President Obama has said he will sign the bill delaying the switch once it lands on his desk.
Broadcasters now have until June 12 to turn off their analog signals, although they can do so anytime after Feb. 17 if they choose to. Spokane broadcasters are reviewing the bill to see what their options are. They have said they would prefer to make the switch Feb. 17 if the law gives them a choice.
Many broadcasters already air a digital signal as well as an analog signal. Once analog signals cut off, consumers with older analog TV sets that receive over-the-air broadcasts with an antenna will need to buy a digital TV set or install a converter box to keep getting signals.
By law, broadcasters must shut off analog signals in order to free up more airwaves for public safety communications networks and new wireless services for consumers, such as wireless broadband service. The bill passed by Congress will allow public safety agencies to use the TV frequencies as they are vacated by stations.
The push to delay the transition began when the Commerce Department program to distribute coupons for converter boxes ran out of money. Since then, more than 3.3 million consumers have been placed on a waiting list for the $40 coupons. New coupons cannot be mailed out until already-issued ones reach their 90-day expiration date.
A top aid to Obama sent a letter asking members of Congress to consider delaying the transition so money from the stimulus package could be allocated to the transition process, including the coupon program. The call for a delay was echoed by consumer groups and some broadcast networks. AT&T and Verizon Wireless, which spent billions last year to purchase the soon-to-be-freed airwaves, said the one-time delay of the transition would not hurt their plans to use the spectrum for their own advanced wireless products.
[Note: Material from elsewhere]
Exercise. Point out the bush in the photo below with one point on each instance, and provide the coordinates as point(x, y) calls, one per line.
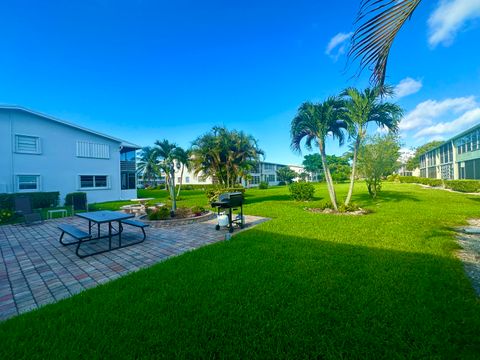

The bill to postpone the digital switch was first passed in the Senate last week. Two days later, House Republicans blocked the bill from getting the two-thirds majority needed to pass under the rules applied to the legislation, even though the majority of lawmakers voted in favor of the delay.
But on Thursday the Senate passed the same bill that had failed in the House, which gave the House another vote, this time needing only a simple majority to pass.